Con ogni probabilità, sono domande che non troveranno mai risposta. Se questi enigmi irrisolti vi hanno lasciato l’amaro in bocca, potete consolarvi con un pranzo in una delle molte trattorie della zona, famosa per la sua cucina saporita e robusta. Protagonisti sono l’olio extravergine d’oliva, la pasta fatta in casa, dagli strangozzi ai maltagliati e alle pappardelle, e il Trebbiano. A proposito: sulle tavole dei Longobardi, che fossero in Umbria, nel Pavese o in Friuli, il vino non mancava mai! Se si apprezza la carne, per sentirsi come un nobile del ducato spoletino non c’è nulla di meglio di un tagliere di salumi (la carne suina essiccata era la base dell’alimentazione longobarda) o di uno spiedo o un brasato di selvaggina ben speziato: a quel tempo, la carne, la pratica della caccia e le costose spezie orientali erano tre veri status symbol…
Benevento
Proseguendo verso sud, il viaggio tra i siti seriali UNESCO “I Longobardi in Italia. I luoghi del potere” ci porta in Campania, nell’antica città di Benevento. Qui, nel 571, nacque un ducato longobardo molto più longevo di quelli settentrionali. Visse per cinque secoli, anche dopo la caduta della Langobardia Maior sotto la spada di Carlo Magno, e si estinse solo nel 1077, con la morte dell’ultimo duca Landolfo VI (la città passò allora sotto il papato). Lo status di capitale della Langobardia Minor fece sì che Benevento venisse detta “seconda Pavia” (Ticinum geminum): qui aveva sede una delle zecche più grandi d’Europa e qui visse a lungo Paolo Diacono, il massimo storico dei Longobardi. Dell’epoca del ducato a Benevento restano segni rilevanti, tra cui diversi tratti di mura, la piccola chiesa di S. Ilario e soprattutto la chiesa di S. Sofia. Quest’ultima fu eretta insieme a un monastero femminile nel 758, per volere del duca Arechi II. L’intitolazione “bizantineggiante” a santa Sofia ricorda quella della basilica di Costantinopoli, oggi Istanbul: fu forse un suggerimento di Paolo Diacono, che era stato precettore della principessa Adelperga, figlia di re Desiderio e sposa di Adelchi II. Nonostante le piccole dimensioni, la chiesa è un gioiello di architettura longobarda, con una pianta centrale singolarissima e un massiccio riutilizzo di materiali antichi di spoglio. I resti degli affreschi dell’abside sono tra i più antichi (VIII secolo) e importanti del Medioevo meridionale. L’attiguo monastero femminile, celebre all’epoca per il suo scritporium, ospita oggi l’interessante Museo del Sannio, con diversi materiali archeologici.

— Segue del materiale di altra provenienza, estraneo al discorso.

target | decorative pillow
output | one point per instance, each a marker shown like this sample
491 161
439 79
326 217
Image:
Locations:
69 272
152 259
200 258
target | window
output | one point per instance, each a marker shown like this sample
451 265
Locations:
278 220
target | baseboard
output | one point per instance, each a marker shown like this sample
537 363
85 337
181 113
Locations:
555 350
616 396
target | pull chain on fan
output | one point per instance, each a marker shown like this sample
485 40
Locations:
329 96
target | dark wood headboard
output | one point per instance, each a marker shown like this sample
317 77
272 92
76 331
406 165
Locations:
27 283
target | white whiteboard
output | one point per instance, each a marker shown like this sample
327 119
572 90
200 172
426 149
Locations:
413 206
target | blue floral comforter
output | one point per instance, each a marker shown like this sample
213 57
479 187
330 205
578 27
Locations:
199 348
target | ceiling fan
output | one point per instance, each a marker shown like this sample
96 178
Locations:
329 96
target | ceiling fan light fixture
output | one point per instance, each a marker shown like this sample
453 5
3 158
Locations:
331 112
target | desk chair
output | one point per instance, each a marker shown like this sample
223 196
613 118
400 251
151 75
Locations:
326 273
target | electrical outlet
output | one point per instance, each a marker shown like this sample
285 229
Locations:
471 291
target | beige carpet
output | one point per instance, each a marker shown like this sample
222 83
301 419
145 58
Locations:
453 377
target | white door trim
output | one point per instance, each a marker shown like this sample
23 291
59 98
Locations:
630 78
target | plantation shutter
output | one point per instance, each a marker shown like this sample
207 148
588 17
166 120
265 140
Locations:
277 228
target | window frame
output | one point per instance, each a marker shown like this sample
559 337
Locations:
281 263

Una volta usciti, vale la pena di fare una passeggiata nel centro storico e poi una sosta dolce a base di cupeta, una sorta di progenitore del torrone, che secondo la tradizione risale addirittura all’epoca sannita, citato da autori come Tito Livio o Marziale: non c’è dubbio che fu apprezzato anche dai Longobardi. E se non dovete mettervi subito al volante, concedetevi anche un bicchierino di liquore Strega, deliziosa miscela segreta di 76 erbe che si ispira alle leggendarie streghe locali.

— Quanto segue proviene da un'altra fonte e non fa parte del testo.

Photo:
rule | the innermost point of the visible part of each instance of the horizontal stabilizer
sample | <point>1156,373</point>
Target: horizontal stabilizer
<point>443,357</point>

Santuario di S. Michele Arcangelo
Concludiamo il nostro viaggio sullo “sperone” dello Stivale, il Gargano, nel santuario di S. Michele Arcangelo a Monte Sant’Angelo, anch’esso parte del sito seriale UNESCO “I Longobardi in Italia. I luoghi del potere”. I Longobardi, popolo bellicoso cristianizzato di fresco, erano particolarmente affascinati dai santi guerrieri, che in qualche modo rievocavano le caratteristiche di divinità germaniche come Odino. E dunque, chi poteva diventare il loro patrono se non l’arcangelo Michele, principe delle milizie celesti con la spada sguainata in pugno? In epoca longobarda i luoghi di culto dedicati all’arcangelo si moltiplicarono, andando a rinfoltire la misteriosa linea di santuari montani che attraversa l’Europa da nord ovest a sud est, dall’irlandese Skellig Michael fino al monte Carmelo in Israele. Dopo il 490, una serie di apparizioni dell’arcangelo in una grotta a 800 metri di quota favorirono la fondazione di un santuario anche qui sul Gargano, in un luogo che dal VII secolo, dopo la conquista longobarda, divenne meta di pellegrinaggio internazionale. Tale rimase anche sotto Normanni, Svevi e Angioini, e ancora oggi è luogo di intensa devozione.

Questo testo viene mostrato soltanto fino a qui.